Observation is the ability to see over a particular area to acquire targets. The words observation and visibility are often used interchangeably however, visibility is weather dependent or is a temporary phenomena. Observation is terrain dependent and is relatively permanent. Look for: Potential Kill Zones (i.e. locations where the enemy can be killed or where he can kill us). Defendable Terrain (i.e. the best location for either the friendly or enemy to defend from). Surveillance Positions (ie the best location for either the friendly or enemy to observe movement from).
Refers to the area a weapon can cover effectively from a given point. Remember that observation and positions for fire are not always equal.

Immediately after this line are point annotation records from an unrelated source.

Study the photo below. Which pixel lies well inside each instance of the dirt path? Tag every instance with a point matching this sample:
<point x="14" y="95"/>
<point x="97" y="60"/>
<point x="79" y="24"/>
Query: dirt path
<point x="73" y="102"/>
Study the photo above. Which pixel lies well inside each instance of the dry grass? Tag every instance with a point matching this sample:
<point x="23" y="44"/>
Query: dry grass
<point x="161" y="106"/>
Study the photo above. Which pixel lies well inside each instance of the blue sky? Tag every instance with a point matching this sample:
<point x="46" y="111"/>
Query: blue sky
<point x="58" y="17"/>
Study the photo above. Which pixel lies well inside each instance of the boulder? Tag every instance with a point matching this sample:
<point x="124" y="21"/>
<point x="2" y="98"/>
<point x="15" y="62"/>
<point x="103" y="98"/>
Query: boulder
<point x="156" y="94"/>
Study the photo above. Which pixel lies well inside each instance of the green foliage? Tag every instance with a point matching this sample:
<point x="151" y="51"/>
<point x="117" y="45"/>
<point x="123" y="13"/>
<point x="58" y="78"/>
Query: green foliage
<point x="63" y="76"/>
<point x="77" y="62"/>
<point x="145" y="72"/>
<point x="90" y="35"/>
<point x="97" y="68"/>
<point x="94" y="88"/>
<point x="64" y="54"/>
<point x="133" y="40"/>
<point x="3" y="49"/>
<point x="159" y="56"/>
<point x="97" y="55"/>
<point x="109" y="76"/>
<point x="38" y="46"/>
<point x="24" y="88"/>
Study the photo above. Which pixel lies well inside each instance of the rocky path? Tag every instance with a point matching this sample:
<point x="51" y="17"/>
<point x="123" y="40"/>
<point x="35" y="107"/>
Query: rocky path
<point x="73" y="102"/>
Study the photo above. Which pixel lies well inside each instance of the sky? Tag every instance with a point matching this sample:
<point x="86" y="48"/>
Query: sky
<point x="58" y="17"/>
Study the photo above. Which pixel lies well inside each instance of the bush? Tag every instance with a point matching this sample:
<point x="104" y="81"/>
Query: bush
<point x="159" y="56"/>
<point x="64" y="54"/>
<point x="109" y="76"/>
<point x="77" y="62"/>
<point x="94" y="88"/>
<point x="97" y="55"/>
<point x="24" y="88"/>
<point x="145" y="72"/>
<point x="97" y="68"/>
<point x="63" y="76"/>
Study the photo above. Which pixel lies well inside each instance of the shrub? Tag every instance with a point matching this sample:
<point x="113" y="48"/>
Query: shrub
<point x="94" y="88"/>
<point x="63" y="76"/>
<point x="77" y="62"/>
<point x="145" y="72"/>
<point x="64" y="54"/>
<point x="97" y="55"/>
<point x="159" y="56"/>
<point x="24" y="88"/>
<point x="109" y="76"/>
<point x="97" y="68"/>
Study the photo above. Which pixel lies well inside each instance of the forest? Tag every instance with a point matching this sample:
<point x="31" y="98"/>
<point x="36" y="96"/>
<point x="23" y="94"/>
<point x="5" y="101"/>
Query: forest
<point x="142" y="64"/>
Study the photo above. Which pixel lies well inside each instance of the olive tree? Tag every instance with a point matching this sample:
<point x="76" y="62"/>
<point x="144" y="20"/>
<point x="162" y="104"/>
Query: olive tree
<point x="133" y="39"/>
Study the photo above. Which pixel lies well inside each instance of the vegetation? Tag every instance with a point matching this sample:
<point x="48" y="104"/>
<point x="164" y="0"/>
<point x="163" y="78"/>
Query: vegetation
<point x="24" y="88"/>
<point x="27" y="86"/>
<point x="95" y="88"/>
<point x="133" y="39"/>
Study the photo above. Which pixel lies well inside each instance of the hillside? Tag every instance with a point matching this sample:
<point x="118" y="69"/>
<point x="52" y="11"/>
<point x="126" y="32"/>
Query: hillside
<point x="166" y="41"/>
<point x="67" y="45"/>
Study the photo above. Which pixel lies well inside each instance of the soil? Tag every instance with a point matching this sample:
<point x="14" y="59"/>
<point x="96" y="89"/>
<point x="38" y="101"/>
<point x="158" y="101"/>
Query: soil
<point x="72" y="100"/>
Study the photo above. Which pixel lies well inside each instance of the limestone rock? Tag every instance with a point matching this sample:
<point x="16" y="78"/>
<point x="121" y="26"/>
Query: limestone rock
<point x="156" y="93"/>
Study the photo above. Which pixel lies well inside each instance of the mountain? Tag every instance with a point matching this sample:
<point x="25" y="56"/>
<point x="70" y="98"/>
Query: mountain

You may be able to see 25km, but if all you have is a rifle, your positions for fire will be limited to 400m. Analyse positions of fire in terms of the following: Employment of friendly weapon systems to maximum range. Placement of enemy weapon systems to achieve the maximum ranges, or where Forests, buildings, walls and general terrain irregularities could limit positions for fire. Where observation and positions for fire are good, concealment and cover are normally bad.
Analyse distances relevant to the deductions made above. Individual experience and doctrinal rates of movement must be used to determine how long it will take to conduct the patrol / movement / assault etc.